Índia e Canadá vivem atualmente uma crise diplomática aguda, após acusações, feitas pelo premiê canadense, Justin Trudeau, de que o governo indiano está envolvido na morte de Hardeep Singh Nijjar, um separatista sikh e cidadão canadense assassinado a tiros nos subúrbios de Vancouver, em junho.

As acusações esquentavam nos bastidores já na última cúpula do G20, realizada em Nova Déli, onde Trudeau levantou a questão em particular com Modi. O líder canadense ainda não revelou as evidências que sustentam as acusações.
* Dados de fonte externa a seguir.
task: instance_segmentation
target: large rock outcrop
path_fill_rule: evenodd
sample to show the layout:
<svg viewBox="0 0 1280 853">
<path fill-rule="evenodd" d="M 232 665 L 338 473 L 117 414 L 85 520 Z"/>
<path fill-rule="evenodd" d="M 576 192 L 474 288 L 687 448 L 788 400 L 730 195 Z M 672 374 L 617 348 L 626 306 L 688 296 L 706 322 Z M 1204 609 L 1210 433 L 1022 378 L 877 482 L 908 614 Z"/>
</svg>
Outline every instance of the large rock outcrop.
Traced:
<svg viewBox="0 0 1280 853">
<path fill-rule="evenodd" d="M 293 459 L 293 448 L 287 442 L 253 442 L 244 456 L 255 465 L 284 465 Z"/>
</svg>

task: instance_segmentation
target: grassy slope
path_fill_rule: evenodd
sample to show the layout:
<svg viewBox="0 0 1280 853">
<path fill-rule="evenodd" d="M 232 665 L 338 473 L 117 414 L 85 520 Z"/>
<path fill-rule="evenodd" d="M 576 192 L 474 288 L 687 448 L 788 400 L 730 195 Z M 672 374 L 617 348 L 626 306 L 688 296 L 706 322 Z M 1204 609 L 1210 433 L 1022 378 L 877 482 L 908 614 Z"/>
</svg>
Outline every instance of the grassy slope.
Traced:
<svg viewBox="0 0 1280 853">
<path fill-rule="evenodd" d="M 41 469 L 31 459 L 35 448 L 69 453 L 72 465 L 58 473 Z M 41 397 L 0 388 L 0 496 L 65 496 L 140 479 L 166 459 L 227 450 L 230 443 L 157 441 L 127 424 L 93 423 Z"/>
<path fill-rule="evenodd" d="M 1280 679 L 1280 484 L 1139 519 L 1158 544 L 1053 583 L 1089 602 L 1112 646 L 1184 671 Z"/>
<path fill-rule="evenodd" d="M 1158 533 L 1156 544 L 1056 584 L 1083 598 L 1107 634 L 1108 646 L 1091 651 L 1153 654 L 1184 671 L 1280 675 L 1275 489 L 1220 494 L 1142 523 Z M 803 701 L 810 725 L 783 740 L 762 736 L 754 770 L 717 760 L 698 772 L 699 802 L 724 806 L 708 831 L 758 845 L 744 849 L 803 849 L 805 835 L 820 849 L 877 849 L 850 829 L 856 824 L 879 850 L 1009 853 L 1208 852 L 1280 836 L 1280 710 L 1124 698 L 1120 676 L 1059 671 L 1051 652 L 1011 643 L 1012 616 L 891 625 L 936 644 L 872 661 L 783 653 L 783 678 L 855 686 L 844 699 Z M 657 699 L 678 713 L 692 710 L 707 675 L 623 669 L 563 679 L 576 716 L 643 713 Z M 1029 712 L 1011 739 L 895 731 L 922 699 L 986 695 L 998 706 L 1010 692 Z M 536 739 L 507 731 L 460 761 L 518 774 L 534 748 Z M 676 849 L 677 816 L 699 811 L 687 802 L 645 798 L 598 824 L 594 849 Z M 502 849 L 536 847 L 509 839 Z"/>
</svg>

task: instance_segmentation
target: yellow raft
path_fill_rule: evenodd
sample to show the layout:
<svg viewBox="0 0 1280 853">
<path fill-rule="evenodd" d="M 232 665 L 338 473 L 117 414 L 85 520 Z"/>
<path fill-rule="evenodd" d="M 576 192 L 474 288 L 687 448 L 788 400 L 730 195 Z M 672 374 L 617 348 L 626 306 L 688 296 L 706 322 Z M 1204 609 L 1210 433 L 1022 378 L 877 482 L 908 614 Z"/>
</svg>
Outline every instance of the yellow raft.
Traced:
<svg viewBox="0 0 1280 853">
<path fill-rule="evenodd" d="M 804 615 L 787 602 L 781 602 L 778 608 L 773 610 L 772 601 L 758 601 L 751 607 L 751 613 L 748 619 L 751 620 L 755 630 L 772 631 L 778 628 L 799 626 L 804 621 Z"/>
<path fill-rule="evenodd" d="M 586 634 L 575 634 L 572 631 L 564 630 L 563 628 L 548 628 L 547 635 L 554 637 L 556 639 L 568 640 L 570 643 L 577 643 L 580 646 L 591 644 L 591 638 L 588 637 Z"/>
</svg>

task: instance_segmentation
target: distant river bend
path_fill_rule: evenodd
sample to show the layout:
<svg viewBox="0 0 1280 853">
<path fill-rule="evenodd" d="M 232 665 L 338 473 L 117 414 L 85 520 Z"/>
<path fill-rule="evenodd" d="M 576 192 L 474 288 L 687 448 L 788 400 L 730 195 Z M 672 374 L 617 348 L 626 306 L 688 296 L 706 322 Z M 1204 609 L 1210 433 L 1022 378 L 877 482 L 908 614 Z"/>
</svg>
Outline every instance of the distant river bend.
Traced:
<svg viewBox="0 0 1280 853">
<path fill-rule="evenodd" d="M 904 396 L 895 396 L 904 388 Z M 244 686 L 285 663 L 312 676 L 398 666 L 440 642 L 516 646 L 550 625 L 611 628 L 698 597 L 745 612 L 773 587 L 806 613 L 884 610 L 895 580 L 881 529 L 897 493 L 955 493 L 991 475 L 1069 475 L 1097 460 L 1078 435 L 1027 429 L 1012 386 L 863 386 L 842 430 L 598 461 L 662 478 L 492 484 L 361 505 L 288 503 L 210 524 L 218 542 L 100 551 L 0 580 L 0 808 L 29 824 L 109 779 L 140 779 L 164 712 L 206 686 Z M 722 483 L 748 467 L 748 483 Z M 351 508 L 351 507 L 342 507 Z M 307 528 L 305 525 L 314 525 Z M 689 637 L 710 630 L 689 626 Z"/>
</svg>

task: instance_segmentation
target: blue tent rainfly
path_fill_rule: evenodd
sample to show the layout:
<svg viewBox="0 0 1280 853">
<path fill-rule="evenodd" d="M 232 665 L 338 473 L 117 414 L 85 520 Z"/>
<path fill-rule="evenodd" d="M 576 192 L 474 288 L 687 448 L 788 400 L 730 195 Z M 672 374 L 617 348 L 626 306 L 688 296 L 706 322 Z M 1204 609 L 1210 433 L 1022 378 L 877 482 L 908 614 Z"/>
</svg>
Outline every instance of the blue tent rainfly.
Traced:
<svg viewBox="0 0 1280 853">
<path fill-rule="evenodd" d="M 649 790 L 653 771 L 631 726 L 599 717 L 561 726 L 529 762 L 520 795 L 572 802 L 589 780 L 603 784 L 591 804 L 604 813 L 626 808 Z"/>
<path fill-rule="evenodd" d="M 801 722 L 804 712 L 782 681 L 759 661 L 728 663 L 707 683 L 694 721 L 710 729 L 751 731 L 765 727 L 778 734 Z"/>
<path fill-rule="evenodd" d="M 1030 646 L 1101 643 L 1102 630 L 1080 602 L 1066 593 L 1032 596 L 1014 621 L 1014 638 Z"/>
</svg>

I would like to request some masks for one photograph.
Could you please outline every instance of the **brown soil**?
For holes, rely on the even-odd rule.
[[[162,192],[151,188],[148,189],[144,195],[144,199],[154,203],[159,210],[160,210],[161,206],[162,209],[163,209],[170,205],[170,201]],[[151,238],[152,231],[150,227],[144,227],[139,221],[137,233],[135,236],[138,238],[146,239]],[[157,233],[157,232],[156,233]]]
Depois que Trudeau levou a público as suspeitas, Canadá e Índia expulsaram diplomatas e Nova Déli parou de fornecer vistos para cidadãos de um país com uma das maiores diásporas indianas do mundo, com cerca de 700 mil cidadãos indianos e mais 1,6 milhão de pessoas de ascendência indiana. Ambas as nações afirmaram na quinta-feira (21) que seus diplomatas nos respectivos países enfrentavam ameaças à segurança. A Índia rejeitou as acusações do Canadá de envolvimento no assassinato como "absurdas".

O Primeiro Ministro da Índia, Narendra Modi, fala com a imprensa em Nova Délhi
O primeiro-ministro da Índia, Narendra Modi, fala com a imprensa em Nova Déli - Adnan Abidi - 18.set.23/Reuters

Mas algo maior do que as relações bilaterais entre dois membros do G20 está em jogo: a aposta geopolítica de que os EUA, Reino Unido, Austrália e outros países estão tratando a Índia como um aliado democrático que também se opõe à China.

A Índia está se tornando um dos parceiros estrangeiros mais importantes dos Estados Unidos como uma fortaleza contra a China. Washington investiu pesado no fortalecimento das relações com Nova Déli como parte de sua estratégia mais ampla de melhorar os relacionamentos na região do Indo-Pacífico. O impulso acelerou este ano, com parcerias abrangendo áreas desde defesa e manufatura de alta tecnologia até inteligência artificial. Biden concedeu a Modi a alta honra diplomática de um jantar de Estado na Casa Branca em junho.

Quando e se surgirem evidências que possam apoiar a acusação do Canadá, Washington terá de buscar um equilíbrio entre seu vizinho mais próximo e um aliado em ascensão significativa.

Outros aliados estão em uma situação semelhante. O Reino Unido está em estágios avançados de negociação de um de seus maiores acordos comerciais pós-Brexit com Nova Déli. A Índia é o maior importador de armas do mundo, e Emmanuel Macron, da França, agora o segundo maior fornecedor de armas da Índia, convidou Modi como seu convidado de honra no desfile do Dia da Bastilha em julho. A Índia é membro da iniciativa estratégica de segurança Quad, que também inclui Austrália, EUA e Japão.

Esses países têm depositado grande parte de sua aposta geopolítica não apenas na Índia, mas na pessoa de Modi.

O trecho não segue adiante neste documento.